Where mandates allow, central banks can play a more proactive role in closing this implementation gap. First, prudential supervisors have a key role to play in ensuring that financial institutions design and deliver credible net-zero transition plans: Norway’s submission to the UNFCCC’s call for views recommended that financial institutions should be mandated to publish transition plans. These provide a detailed, multi-year account of targets and actions that set out how their business model and strategy are compatible with the objectives of the Paris Agreement. The NGFS also recently published an initial stocktake on what supervisors are doing to oversee transition plans.
Second, supervisors can adjust their monetary policy frameworks to support Paris-aligned finance flows more broadly, such as by introducing green differentiated capital requirements that favour Paris-aligned lending practices and penalise misaligned ones.
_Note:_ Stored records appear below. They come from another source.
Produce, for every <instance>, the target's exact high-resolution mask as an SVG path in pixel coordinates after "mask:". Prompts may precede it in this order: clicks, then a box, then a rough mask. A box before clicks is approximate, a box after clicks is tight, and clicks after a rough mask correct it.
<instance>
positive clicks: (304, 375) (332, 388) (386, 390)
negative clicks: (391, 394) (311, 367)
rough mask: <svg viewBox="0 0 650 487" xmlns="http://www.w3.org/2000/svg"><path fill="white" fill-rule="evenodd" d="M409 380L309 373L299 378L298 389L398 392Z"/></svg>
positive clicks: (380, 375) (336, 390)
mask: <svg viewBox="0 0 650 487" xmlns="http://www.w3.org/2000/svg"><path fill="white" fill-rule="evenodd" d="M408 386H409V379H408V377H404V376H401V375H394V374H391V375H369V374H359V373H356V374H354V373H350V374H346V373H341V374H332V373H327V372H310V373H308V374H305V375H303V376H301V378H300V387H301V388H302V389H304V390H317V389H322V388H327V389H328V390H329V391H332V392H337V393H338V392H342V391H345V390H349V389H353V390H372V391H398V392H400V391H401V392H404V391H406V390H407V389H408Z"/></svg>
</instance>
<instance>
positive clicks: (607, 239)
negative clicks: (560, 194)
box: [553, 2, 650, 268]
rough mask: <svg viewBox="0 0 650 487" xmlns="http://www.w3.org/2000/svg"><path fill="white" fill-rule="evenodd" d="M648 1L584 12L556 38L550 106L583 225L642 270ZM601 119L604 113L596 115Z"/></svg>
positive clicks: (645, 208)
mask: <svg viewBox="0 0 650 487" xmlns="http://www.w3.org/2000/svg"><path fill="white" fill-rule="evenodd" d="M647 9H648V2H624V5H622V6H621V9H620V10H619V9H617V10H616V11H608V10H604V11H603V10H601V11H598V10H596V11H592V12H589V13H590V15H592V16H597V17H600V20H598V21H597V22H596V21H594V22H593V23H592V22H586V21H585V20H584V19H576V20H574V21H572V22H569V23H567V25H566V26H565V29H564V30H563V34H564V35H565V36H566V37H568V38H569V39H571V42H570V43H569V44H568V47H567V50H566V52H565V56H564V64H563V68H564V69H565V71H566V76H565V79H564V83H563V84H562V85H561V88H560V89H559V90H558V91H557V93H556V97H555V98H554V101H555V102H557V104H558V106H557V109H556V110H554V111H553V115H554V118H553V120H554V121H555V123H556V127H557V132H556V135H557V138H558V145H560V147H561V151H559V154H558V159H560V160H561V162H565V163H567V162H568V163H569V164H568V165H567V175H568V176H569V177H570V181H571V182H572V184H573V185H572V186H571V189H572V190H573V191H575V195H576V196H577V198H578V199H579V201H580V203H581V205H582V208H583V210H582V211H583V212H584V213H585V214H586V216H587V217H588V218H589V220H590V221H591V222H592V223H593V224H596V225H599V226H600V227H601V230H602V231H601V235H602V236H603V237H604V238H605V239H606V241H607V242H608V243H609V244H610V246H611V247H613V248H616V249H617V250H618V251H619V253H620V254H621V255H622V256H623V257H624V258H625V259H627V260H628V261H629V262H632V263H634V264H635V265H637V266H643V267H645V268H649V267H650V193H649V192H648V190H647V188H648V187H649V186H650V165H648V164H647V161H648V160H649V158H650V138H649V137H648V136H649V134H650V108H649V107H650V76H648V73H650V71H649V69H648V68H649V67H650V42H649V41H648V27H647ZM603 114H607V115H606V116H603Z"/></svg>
Third, central banks can look beyond capital reallocation and towards capital mobilisation. The NGFS recently published its concept note for an upcoming handbook on scaling up blended finance, arguing that central banks play a crucial role in building an attractive investment environment for such instruments to function by harmonising regulatory approaches, including minimum reporting requirements in transition plans.
Central banks in the sprint to COP28
There are practical and policy limits to what central banks can do to support the ‘making finance flows consistent’ agenda under Article 2.1(c). For example, they may not have the sustainability mandate to take a more proactive stance. But mandates can be changed, and the United Kingdom’s submission on 2.1(c) calls for a central bank mandate reform that includes mention of the Paris temperature and adaptation goals.
For central banks in emerging markets and developing economies, there is a deeper issue at stake: it is not possible to realign finance flows where they hardly exist in the first place. As set out in the NGFS submission, central banks cannot compensate or “substitute for firms or households in their investment and consumption decisions nor compensate for gaps in climate policies”. They are also unable to regulate the behaviour of informal enterprises or private equity. This means that there needs to be a strong linkage between their climate finance commitments, and that their mandate can support financial inclusion. A recent paper from the INSPIRE research alliance set out the latest thinking on what inclusive green finance (IGF) could involve. For example, IGF policy approaches can steer capital directly to climate-vulnerable segments of the economy in alignment with adaptation objectives, by offering credit guarantee schemes to micro, small and medium-sized business borrowers in relevant sectors, for instance. Progress on Article 2.1(c) will be assessed as part of the first global stocktake (GST) at COP28 in Dubai, an audit of the world’s collective progress against the goals of the Paris Agreement. Central bank activities and policies demonstrate that they can align their agendas on ‘greening the financial system’ and ‘making finance flows consistent’ to support the implementation of Article 2.1(c). The second meeting on implementing the article, to be held under the Sharm el-Sheikh dialogue in October, offers another chance to recognise this role and harness central banks’ ability to unlock progress on the long-term finance goal ahead of the COP in Dubai from 30 November.